SCIENTIST DETAILS EFFECTS OF CHEMICAL ATTACK ON IRAQI KURDS

(Evidence shows long-term genetic damage to Halabja residents) (690)

By Peter Sawchyn

USIA Staff Writer



Washington -- Ten years after Saddam Hussein ordered chemical and
poison gas attacks against Iraqi Kurds in the northern city of
Halabja, a British scientist says she has found evidence of long-term,
irreversible genetic damage among the survivors.

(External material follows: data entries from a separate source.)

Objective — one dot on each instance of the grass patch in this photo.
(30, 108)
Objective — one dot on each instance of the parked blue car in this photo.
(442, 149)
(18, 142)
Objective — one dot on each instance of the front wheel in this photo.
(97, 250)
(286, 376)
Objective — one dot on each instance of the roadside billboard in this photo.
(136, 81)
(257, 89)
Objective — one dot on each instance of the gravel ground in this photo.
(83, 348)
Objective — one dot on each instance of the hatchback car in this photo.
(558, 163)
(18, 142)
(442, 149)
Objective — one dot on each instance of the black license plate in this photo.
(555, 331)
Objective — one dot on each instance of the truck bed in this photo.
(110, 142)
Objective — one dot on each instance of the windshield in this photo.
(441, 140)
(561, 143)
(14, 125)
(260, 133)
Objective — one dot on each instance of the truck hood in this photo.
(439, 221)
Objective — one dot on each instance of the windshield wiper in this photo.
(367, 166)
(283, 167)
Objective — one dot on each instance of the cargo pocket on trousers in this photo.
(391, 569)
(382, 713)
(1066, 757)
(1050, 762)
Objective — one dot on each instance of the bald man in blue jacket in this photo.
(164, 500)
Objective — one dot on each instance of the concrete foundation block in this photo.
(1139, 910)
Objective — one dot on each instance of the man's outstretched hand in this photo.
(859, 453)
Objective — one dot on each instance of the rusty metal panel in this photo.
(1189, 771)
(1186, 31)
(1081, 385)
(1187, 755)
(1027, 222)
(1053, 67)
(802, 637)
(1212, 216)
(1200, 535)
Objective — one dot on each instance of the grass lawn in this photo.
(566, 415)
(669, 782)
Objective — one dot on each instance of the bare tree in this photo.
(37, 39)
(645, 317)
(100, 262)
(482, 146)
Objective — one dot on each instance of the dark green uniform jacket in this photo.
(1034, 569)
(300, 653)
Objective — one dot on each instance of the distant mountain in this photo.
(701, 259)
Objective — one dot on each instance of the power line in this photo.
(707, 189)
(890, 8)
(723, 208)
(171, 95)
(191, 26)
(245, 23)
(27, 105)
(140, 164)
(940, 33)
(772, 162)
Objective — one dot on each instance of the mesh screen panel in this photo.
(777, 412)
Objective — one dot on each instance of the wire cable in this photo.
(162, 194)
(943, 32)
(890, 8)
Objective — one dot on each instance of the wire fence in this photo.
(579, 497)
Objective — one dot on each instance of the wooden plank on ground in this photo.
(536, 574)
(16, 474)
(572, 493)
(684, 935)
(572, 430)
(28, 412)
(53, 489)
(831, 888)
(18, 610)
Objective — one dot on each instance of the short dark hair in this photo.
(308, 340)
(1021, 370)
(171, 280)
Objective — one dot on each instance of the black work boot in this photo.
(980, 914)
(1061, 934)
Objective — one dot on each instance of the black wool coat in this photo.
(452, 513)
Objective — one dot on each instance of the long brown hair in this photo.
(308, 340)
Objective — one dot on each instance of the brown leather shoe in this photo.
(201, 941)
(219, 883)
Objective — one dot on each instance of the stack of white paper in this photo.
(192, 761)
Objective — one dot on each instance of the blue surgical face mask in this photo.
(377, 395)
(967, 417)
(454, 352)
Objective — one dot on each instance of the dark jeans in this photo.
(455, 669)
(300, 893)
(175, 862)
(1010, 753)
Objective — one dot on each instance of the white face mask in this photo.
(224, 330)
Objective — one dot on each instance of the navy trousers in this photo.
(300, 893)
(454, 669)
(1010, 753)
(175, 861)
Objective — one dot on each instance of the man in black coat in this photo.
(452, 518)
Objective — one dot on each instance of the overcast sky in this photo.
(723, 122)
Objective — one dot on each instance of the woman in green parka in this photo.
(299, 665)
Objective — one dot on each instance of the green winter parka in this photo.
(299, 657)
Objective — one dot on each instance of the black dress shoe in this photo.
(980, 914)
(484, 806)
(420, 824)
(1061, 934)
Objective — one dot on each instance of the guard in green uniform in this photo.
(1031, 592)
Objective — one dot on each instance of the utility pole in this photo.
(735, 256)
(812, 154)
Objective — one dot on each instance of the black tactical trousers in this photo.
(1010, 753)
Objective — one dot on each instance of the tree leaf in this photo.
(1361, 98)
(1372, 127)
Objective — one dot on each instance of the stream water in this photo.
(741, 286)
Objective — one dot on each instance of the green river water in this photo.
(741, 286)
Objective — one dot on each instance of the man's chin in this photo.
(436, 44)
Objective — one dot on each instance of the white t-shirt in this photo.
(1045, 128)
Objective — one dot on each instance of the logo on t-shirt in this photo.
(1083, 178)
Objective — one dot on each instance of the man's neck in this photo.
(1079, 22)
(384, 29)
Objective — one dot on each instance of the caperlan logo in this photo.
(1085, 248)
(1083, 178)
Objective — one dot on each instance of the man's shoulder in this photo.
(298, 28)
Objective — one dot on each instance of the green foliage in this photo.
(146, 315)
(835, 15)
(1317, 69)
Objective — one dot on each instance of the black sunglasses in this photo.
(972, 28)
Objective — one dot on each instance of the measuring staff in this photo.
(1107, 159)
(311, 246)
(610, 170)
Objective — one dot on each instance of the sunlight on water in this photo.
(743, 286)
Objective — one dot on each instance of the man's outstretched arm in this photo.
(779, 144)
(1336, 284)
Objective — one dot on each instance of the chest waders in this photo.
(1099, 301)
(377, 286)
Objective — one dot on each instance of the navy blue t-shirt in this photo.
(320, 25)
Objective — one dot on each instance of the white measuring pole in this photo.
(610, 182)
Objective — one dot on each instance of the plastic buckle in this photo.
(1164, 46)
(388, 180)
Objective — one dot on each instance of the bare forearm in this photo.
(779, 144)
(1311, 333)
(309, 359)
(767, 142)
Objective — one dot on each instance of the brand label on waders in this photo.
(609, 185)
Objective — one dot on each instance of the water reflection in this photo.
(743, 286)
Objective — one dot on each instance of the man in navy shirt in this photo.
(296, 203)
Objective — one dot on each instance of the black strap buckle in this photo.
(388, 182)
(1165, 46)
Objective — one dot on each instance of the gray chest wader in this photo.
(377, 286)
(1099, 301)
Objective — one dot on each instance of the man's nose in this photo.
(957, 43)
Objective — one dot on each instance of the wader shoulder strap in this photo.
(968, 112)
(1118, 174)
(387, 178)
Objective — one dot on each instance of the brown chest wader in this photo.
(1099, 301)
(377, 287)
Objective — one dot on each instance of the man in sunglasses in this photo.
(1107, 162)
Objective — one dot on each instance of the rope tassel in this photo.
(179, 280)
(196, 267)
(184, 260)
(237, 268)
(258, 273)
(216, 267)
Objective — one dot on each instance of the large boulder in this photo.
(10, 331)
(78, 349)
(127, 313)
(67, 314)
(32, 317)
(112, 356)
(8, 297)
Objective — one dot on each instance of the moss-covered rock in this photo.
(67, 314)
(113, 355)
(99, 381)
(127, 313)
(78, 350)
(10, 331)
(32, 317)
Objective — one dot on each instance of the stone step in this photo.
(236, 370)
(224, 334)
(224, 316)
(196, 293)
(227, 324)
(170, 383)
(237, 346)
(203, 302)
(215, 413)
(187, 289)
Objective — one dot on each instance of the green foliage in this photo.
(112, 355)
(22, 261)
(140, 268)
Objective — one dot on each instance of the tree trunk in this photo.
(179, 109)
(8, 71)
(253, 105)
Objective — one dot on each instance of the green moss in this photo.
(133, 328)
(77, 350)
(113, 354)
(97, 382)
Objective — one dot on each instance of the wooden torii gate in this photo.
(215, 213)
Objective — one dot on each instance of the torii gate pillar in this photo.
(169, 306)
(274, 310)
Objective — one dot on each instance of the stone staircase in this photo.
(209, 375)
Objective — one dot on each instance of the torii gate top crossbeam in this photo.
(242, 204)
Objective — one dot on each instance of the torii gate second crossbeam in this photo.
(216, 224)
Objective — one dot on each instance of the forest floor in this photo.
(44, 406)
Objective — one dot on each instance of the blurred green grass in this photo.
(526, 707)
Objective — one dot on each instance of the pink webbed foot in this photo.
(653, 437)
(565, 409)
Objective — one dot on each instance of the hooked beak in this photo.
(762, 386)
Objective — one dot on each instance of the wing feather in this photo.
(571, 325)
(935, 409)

Dr. Christine Gosden, a professor of medical genetics at the
University of Liverpool, visited Halabja earlier this year to study
what happened over the course of three days in 1988, and to learn
about the effects of the "chemical cocktail" Iraqi authorities dumped
on an unsuspecting civilian population.


What she found, Gosden says, "shocked and horrified" her to an extent
she had not thought possible.


Gosden talked about her findings, and her efforts to help the people
of Halabja, during a recent Washington visit where she testified April
22 before a senate panel on the dangers of chemical and biological
weapons. She also spoke April 25 at a program organized by the
Carnegie Endowment for International Peace.


Gosden was accompanied by Gwynne Roberts, an independent British
filmmaker and journalist who was among the few individuals to capture
on film the 1988 attack on Halabja. He returned to Halabja with Gosden
to record her findings in a new documentary, "Saddam's Secret Time
Bomb."


"My trip to Iraq was made on entirely humanitarian grounds," Gosden
told a combined senate panel on technology, terrorism, government, and
intelligence. "I was shocked by the devastating effects of these
(chemical) weapons, which have caused problems such as cancers,
blindness and congenital malformations," she said.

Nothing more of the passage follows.